One of the workers finishes its sleep and runs the deferred receive. That operation frees a buffer slot. The scheduler wakes the main goroutine. It claims the newly freed slot and spawns the fourth worker. This cycle repeats until all ten workers have run. The final loop drains the channel to guarantee the program does not exit while background work is still in flight.

The compiler enforces type safety on the channel. If you try to send a string to a chan struct{}, the compiler rejects this with cannot use "hello" (untyped string constant) as struct{} value in send. The token type must match exactly.

Context is plumbing. Run it through every long-lived call site.

Real-world usage: bounded network calls

Production code rarely sleeps for demonstration. It makes HTTP requests, queries databases, or reads files. You need to respect cancellation, handle errors visibly, and keep the concurrency cap intact. The context.Context parameter always goes first, conventionally named ctx. Functions that take a context should respect cancellation and deadlines.

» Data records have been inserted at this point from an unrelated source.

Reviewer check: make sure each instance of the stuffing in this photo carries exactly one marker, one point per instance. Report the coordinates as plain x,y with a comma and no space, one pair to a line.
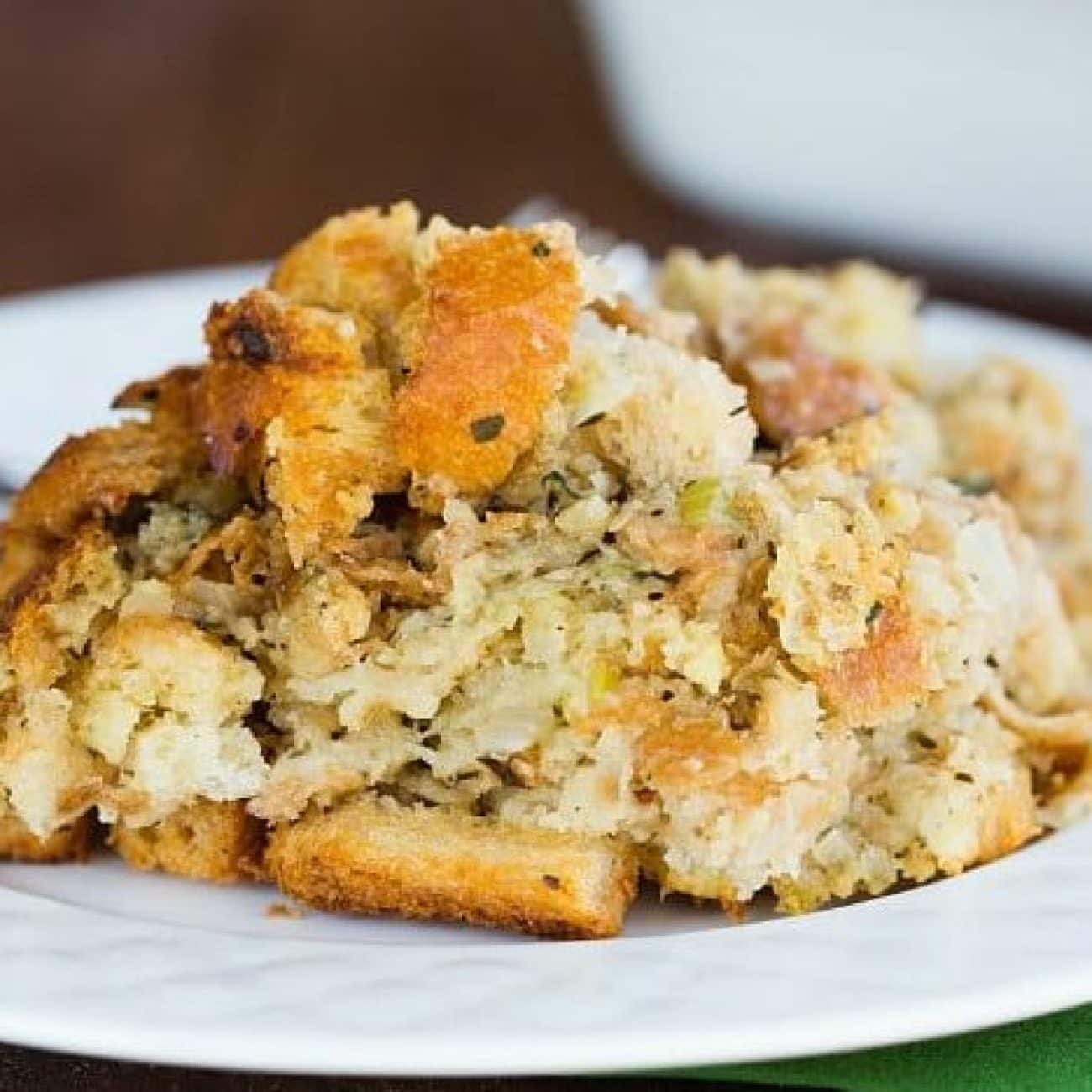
164,703
360,263
1007,428
455,585
814,350
484,345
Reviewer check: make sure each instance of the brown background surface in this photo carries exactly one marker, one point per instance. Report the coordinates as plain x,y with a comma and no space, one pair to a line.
144,135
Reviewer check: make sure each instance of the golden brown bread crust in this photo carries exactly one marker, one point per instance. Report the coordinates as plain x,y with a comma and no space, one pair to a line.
484,344
99,473
22,555
290,397
809,393
370,858
75,842
206,841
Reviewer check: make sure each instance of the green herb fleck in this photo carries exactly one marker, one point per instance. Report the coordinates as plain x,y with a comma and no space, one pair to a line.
487,428
975,485
698,501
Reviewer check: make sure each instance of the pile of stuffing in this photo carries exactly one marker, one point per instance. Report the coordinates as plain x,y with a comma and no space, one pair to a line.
457,585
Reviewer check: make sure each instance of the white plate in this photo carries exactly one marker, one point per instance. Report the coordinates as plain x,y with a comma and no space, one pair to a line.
104,961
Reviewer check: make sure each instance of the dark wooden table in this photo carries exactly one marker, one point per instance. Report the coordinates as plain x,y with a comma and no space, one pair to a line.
145,137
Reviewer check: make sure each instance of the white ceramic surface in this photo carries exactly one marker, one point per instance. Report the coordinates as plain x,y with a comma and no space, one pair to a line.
946,128
104,961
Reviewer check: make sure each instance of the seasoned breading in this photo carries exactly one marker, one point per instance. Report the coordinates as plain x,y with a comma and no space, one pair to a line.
468,580
360,263
73,842
99,474
371,858
290,399
485,344
203,841
1007,428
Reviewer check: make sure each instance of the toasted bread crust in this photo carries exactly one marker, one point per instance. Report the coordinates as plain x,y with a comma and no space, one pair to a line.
99,473
485,345
206,841
360,263
368,858
69,843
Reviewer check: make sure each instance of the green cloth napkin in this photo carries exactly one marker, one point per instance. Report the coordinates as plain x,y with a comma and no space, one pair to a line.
1052,1054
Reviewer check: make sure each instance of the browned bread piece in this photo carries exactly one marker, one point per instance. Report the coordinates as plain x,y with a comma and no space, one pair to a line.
375,858
206,841
69,843
485,345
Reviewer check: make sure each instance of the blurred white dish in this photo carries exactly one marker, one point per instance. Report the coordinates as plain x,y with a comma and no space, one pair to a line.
953,129
102,960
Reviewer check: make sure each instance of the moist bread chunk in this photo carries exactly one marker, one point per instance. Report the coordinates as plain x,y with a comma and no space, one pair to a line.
377,858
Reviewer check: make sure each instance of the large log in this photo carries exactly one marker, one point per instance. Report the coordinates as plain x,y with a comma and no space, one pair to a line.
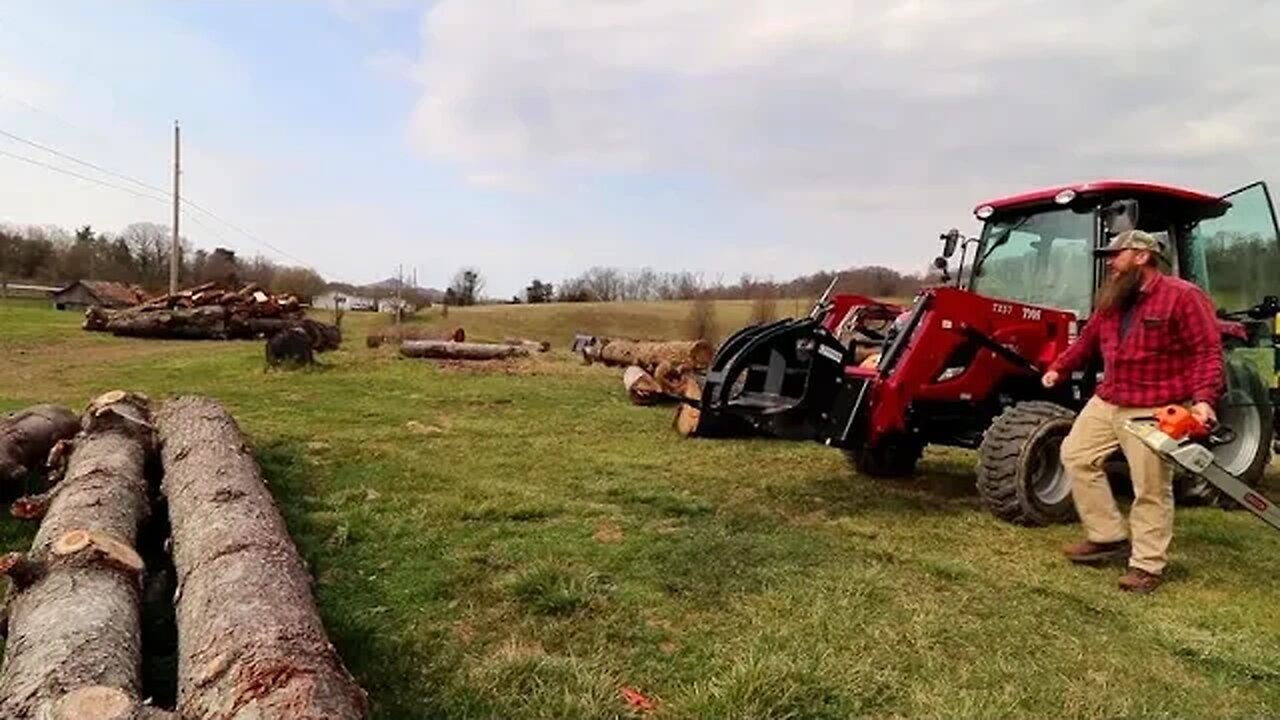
448,350
197,323
73,613
27,436
250,641
641,388
695,354
394,335
689,411
533,345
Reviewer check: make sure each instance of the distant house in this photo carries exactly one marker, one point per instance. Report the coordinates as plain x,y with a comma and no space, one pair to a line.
347,301
389,305
83,294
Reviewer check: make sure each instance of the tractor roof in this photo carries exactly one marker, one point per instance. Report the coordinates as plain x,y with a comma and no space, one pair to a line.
1178,195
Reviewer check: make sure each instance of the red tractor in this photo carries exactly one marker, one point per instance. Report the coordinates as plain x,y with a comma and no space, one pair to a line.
961,365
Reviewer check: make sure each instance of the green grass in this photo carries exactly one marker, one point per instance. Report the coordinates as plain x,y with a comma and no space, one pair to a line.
519,541
558,323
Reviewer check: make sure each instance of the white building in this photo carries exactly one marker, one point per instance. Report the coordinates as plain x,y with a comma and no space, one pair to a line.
337,299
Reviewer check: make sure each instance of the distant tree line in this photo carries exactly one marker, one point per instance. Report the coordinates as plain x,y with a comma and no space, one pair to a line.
138,255
607,285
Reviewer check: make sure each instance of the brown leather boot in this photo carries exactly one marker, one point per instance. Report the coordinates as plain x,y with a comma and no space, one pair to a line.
1139,580
1091,552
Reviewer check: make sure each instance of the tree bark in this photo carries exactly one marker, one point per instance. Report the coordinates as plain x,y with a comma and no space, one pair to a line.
251,643
74,600
391,335
531,345
208,322
688,414
696,354
28,436
448,350
641,388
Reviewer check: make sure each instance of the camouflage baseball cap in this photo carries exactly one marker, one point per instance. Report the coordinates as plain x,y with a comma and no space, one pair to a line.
1136,240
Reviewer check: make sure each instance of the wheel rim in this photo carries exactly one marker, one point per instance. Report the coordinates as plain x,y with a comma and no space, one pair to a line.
1046,475
1242,414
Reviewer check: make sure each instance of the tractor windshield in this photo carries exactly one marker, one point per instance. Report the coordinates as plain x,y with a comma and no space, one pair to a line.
1042,258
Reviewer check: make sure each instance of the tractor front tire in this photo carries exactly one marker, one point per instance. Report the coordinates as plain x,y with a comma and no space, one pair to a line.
890,458
1247,410
1020,474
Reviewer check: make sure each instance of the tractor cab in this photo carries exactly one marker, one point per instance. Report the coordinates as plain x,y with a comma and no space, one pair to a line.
961,365
1037,247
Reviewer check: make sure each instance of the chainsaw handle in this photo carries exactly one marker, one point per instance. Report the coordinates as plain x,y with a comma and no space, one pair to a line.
1180,424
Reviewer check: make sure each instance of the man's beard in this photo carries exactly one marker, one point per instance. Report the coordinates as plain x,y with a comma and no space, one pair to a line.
1120,291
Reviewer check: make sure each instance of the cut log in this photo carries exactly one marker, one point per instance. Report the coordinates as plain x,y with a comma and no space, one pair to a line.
391,335
641,388
74,604
208,322
688,414
197,323
104,703
250,641
695,354
448,350
533,345
28,436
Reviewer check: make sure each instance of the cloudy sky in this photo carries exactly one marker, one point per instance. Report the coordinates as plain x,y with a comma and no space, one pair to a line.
539,137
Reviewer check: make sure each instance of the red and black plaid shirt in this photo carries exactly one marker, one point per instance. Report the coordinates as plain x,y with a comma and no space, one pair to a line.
1171,350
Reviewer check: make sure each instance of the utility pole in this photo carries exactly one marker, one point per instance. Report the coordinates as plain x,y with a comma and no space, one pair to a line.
177,200
400,283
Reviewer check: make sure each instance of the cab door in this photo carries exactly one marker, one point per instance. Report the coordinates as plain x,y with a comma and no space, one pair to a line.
1235,256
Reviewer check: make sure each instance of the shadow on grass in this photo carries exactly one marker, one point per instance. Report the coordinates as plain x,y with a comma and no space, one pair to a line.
933,495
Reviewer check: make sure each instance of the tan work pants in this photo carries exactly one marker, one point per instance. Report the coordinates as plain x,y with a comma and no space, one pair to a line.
1097,432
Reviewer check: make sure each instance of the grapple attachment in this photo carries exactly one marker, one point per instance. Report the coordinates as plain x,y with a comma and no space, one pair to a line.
780,378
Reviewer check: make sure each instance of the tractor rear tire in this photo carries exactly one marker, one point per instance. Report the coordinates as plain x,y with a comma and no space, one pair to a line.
1020,475
891,458
1247,410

// fetchWithLimit demonstrates applying the semaphore to HTTP requests.
func fetchWithLimit(ctx context.Context, urls []string) {
	// Limit to five concurrent network calls.
	sem := make(chan struct{}, 5)

	for _, url := range urls {
		// Claim a concurrency slot before making the request.
		sem <- struct{}{}

		go func(target string) {
			defer func() { <-sem }()

			req, err := http.NewRequestWithContext(ctx, http.MethodGet, target, nil)
			if err != nil {
				fmt.Println("bad request:", err)
				return
			}

			resp, err := http.DefaultClient.Do(req)
			if err != nil {
				fmt.Println("fetch failed:", err)
				return
			}
			defer resp.Body.Close()
		}(url)
	}
}

The if err != nil { return err } pattern is verbose by design. The community accepts the boilerplate because it makes the unhappy path visible. You cannot accidentally swallow a network failure. The defer resp.Body.Close() ensures the connection returns to the pool even if the caller ignores the response.

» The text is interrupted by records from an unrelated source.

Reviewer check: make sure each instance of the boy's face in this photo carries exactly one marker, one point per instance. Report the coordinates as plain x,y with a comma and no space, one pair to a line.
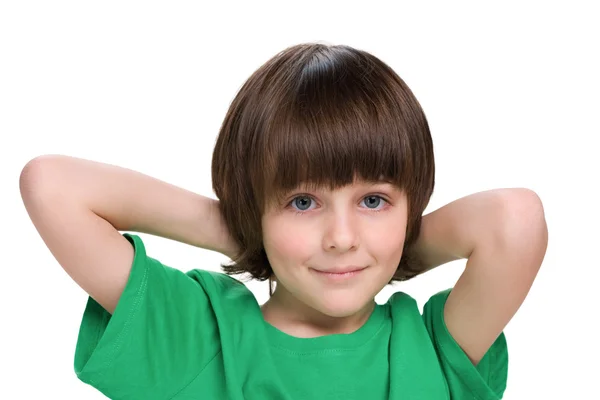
311,233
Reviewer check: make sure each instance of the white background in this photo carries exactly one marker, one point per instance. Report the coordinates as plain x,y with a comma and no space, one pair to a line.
511,92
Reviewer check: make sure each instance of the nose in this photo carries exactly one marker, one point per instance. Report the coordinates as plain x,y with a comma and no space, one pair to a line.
341,232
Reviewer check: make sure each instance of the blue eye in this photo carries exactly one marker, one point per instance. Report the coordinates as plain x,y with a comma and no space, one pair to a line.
305,202
376,198
302,203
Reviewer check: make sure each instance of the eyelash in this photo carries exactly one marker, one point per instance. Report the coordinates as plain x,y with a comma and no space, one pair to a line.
310,197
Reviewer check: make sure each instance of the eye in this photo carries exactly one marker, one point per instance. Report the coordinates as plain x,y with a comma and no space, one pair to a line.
302,203
374,201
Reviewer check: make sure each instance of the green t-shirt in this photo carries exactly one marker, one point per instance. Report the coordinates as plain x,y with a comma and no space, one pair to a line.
201,335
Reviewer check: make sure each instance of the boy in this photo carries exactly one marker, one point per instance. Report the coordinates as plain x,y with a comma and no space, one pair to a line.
323,168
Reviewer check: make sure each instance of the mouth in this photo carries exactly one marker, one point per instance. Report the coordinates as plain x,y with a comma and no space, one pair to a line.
341,274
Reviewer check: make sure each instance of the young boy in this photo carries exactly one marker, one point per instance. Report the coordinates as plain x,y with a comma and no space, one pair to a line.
323,168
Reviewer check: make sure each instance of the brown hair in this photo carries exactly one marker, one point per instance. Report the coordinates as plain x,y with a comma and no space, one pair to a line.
320,115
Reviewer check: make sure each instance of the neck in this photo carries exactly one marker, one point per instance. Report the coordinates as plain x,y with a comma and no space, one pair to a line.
290,315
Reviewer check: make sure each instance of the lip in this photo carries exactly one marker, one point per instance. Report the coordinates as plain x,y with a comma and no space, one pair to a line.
341,273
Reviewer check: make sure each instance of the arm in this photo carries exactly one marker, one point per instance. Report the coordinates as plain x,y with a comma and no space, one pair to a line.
78,206
503,235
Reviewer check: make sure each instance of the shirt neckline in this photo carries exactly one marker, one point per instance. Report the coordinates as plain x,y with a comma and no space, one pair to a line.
341,341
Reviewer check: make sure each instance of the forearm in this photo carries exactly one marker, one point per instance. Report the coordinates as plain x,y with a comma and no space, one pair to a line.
132,201
453,231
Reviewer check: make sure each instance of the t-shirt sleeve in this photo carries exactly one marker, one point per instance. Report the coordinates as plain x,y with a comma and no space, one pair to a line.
161,335
485,381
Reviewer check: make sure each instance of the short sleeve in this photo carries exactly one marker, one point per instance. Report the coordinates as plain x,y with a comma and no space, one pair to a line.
160,336
485,381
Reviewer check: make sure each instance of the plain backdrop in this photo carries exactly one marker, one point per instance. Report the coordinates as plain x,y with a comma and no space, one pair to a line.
510,91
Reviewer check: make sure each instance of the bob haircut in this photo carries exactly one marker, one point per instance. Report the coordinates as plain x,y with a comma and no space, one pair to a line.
319,115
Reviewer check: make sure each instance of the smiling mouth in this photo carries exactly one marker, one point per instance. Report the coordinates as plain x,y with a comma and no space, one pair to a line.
341,275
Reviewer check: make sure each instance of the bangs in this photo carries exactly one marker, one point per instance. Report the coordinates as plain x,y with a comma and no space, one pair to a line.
337,126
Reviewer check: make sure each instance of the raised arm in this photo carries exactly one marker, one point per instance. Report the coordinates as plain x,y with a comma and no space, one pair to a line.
79,206
504,236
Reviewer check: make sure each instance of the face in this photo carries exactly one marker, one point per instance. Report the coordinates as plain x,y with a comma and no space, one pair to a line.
313,234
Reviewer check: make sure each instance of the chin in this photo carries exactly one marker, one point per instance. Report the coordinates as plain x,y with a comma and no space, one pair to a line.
338,307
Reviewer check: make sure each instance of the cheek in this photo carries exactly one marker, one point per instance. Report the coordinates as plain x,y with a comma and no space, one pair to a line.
387,248
283,243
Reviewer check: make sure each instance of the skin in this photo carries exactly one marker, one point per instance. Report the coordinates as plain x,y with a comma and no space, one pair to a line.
362,224
502,233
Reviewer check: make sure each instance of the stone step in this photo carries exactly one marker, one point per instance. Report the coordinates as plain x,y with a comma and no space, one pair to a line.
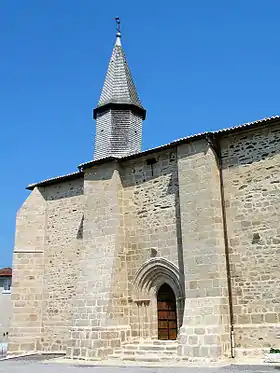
146,350
152,348
149,358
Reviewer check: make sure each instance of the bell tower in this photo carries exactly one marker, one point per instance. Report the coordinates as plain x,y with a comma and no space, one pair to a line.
119,113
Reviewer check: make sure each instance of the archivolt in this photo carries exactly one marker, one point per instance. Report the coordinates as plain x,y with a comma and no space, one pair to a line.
155,272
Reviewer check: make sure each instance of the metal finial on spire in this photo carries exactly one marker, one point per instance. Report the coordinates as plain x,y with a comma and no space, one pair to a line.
118,26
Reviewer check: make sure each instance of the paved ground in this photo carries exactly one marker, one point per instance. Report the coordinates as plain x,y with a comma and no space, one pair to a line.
37,365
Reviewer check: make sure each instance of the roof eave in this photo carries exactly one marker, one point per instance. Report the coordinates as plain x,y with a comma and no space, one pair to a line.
54,180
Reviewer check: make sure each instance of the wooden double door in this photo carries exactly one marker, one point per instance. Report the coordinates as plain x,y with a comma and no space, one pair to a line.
167,315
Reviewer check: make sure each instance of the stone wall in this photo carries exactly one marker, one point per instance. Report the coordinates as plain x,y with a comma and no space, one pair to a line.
100,319
63,245
205,332
5,314
251,162
151,226
28,274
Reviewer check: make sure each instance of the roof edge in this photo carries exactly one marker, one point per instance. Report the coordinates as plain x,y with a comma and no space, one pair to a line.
54,180
198,136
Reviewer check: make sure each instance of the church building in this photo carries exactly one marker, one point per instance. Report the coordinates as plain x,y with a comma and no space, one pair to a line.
162,254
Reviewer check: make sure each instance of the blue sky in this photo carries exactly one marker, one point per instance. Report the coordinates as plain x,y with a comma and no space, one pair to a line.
198,65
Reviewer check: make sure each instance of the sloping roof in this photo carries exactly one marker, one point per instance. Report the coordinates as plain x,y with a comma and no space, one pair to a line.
74,175
119,86
190,138
5,272
71,176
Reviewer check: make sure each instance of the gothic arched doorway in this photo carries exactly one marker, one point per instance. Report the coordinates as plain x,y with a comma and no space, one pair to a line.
167,315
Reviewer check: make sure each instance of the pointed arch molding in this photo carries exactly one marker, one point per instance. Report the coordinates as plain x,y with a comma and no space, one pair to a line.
155,272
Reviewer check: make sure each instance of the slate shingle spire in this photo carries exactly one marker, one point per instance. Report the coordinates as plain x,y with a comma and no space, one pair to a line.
119,112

Goroutine leaks happen when the goroutine waits on a channel that never gets closed. Always have a cancellation path.

Where things go wrong

The semaphore pattern is simple, but it has sharp edges. The most common mistake is forgetting to capture the loop variable. If you write go func() { process(url) }() without passing url as a parameter, all goroutines will read the final value of url after the loop finishes. Go 1.22+ catches this at compile time with loop variable url captured by func literal. Pass the variable explicitly to freeze its value at spawn time.

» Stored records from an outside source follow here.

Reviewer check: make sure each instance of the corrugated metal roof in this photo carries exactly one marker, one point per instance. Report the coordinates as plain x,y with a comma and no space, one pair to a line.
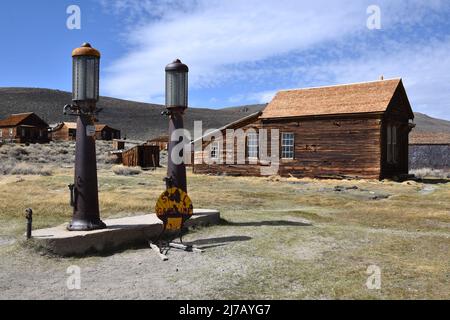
365,97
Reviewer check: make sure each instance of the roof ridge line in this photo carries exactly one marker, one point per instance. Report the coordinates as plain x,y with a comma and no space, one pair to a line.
339,85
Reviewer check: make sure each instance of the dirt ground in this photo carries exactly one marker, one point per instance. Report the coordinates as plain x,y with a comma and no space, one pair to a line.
280,239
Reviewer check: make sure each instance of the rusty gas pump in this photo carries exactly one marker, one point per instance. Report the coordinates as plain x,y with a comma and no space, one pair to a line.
85,94
174,207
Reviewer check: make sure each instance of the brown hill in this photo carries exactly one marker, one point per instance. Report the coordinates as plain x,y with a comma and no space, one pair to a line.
136,120
144,121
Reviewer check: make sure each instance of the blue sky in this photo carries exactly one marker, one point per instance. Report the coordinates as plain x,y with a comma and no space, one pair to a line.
239,52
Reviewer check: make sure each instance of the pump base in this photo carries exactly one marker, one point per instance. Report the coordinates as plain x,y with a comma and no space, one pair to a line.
84,225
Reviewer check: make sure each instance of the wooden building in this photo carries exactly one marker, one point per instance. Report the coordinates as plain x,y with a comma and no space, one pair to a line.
24,128
162,142
144,156
355,130
105,132
67,131
429,150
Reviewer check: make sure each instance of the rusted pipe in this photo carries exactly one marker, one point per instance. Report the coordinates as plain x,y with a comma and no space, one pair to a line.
29,217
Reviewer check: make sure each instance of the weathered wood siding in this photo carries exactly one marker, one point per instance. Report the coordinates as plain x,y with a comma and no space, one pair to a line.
141,156
337,146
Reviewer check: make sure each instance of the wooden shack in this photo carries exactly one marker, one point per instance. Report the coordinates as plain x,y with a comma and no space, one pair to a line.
24,128
144,156
355,130
105,132
162,142
67,131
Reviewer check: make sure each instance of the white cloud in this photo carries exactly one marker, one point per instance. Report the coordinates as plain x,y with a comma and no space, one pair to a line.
230,41
217,34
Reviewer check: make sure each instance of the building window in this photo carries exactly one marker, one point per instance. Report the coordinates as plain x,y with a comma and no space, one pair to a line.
287,145
214,154
252,145
392,146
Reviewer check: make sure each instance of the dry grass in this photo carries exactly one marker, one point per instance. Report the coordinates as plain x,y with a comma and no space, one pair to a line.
430,173
406,234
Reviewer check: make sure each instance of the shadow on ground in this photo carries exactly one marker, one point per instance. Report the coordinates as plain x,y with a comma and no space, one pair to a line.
217,242
273,223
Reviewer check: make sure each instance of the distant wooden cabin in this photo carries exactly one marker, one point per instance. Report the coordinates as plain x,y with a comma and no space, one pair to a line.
24,128
162,142
355,130
144,156
67,131
429,150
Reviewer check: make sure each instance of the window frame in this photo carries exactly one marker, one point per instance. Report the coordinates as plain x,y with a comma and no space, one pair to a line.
392,144
255,148
215,147
283,153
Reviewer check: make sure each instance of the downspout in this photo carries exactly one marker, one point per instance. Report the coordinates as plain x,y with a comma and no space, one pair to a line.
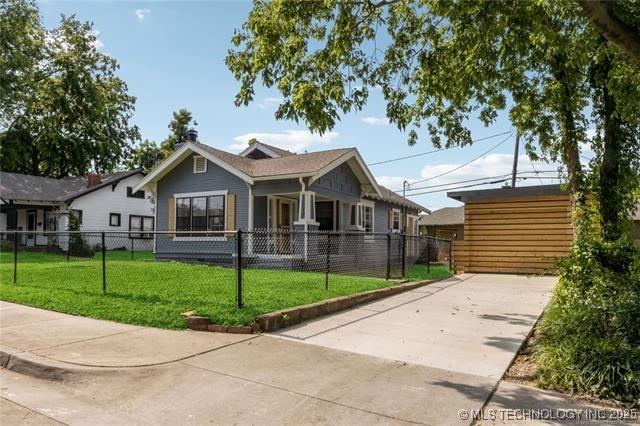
303,190
250,217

Another failure mode is early returns without releasing the token. If a goroutine panics and you do not have a recovery mechanism, the deferred receive still runs, but the program crashes. If you return early from a conditional branch and forget the defer, the channel fills up permanently. The main goroutine blocks forever on the next send. The program deadlocks. The runtime will print fatal error: all goroutines are asleep - deadlock! and terminate.

Do not pass a *string. Strings are already cheap to pass by value. The same applies to struct{} tokens. Keep the channel payload minimal.

Trust the scheduler. Argue logic, not formatting.

Picking the right concurrency tool

Concurrency in Go has several patterns. Each solves a different constraint. Match the tool to the problem.

Use a buffered channel semaphore when you need a simple, dependency-free way to cap concurrency for a batch of tasks. Use a worker pool with a fixed number of goroutines when tasks are long-lived or require heavy initialization like database connections. Use sync.WaitGroup alone when you only need to track completion and do not care about limiting parallelism. Use errgroup from golang.org/x/sync when you want concurrency limiting, error propagation, and context cancellation in one package. Use sequential code when the operation is CPU-bound and Go cannot parallelize it across cores, or when the overhead of goroutines outweighs the benefit.

Accept interfaces, return structs. Keep your concurrency boundaries explicit.

Where to go next

Limiting the number of concurrent goroutines uses a channel with a fixed size to act like a ticket system. Only a specific number of tickets exist, so only that many workers can start at once. When a worker finishes, it returns its ticket, allowing another worker to start.